Two different suggestions:

  • Add a native constraint on entities (min_length=1):
entities: list[BaseIdentifiedEntity] = Field(  
    min_length=1,  
    description="List of OpenCTI identified entities observed.",  
)

We obtain:

pydantic_core._pydantic_core.ValidationError: 1 validation error for ObservedData
entities
  List should have at least 1 item after validation, not 0
  [type=too_short, input_value=[], input_type=list]

Simple and native, like the gt=0 constraint approach for number_observed, but the error message may seem less explicit from a business perspective.

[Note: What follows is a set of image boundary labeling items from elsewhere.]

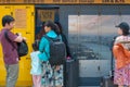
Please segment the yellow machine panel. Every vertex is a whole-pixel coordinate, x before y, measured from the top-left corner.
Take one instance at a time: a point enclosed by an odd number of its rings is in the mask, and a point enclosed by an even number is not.
[[[21,33],[26,37],[29,52],[27,55],[21,58],[20,75],[16,86],[31,86],[30,75],[30,52],[31,44],[35,40],[35,7],[34,5],[0,5],[0,29],[2,28],[1,18],[5,14],[10,14],[15,18],[14,33]],[[5,69],[2,57],[2,49],[0,47],[0,86],[5,85]]]

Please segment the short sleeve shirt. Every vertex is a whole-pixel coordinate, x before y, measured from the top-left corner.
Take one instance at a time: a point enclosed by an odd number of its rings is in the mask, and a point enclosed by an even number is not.
[[[4,36],[4,32],[8,32],[9,39],[11,40],[12,44],[14,44],[15,48],[6,40]],[[2,46],[2,52],[3,52],[3,60],[5,64],[16,64],[18,63],[18,54],[17,54],[17,46],[16,42],[14,41],[17,38],[15,34],[10,32],[9,29],[2,29],[0,32],[0,42]]]

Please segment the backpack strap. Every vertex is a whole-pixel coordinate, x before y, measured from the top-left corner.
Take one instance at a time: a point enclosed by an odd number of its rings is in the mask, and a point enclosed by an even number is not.
[[[11,39],[9,38],[8,30],[4,32],[4,37],[11,44],[11,46],[13,47],[13,50],[14,50],[15,46],[14,46],[14,44],[12,44]]]

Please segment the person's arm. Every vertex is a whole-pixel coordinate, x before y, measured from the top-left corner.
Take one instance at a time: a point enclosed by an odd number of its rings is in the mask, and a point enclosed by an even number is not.
[[[62,35],[62,39],[63,39],[63,41],[65,44],[65,47],[66,47],[67,57],[72,58],[72,53],[70,53],[69,46],[68,46],[68,41],[67,41],[67,38],[66,38],[66,36],[64,34]]]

  • Use a field_validator with an explicit error message as you did.
@field_validator("entities")  
@classmethod  
def entities_must_not_be_empty(cls, value):  
    if not value:  
        raise ValueError("The 'entities' field must contain at least one element.")  
    return value

We obtain:

pydantic_core._pydantic_core.ValidationError: 1 validation error for ObservedData
entities
  Value error, The 'entities' field must contain at least one element.
  [type=value_error, input_value=[], input_type=list]

Clear, business-oriented message (avoids a lower-level STIX error)

Personally, like you, I prefer an explicit, business-oriented error message.
However, this raises a broader question:

  • What is our strategy in the SDK regarding the use of native constraints (gt, min_length, etc.) vs. field_validator with explicit error messages?

If we systematically choose clear business messages, then we should consider replacing certain native constraints with explicit validators for greater consistency.

PS: We will probably need to adapt the tests!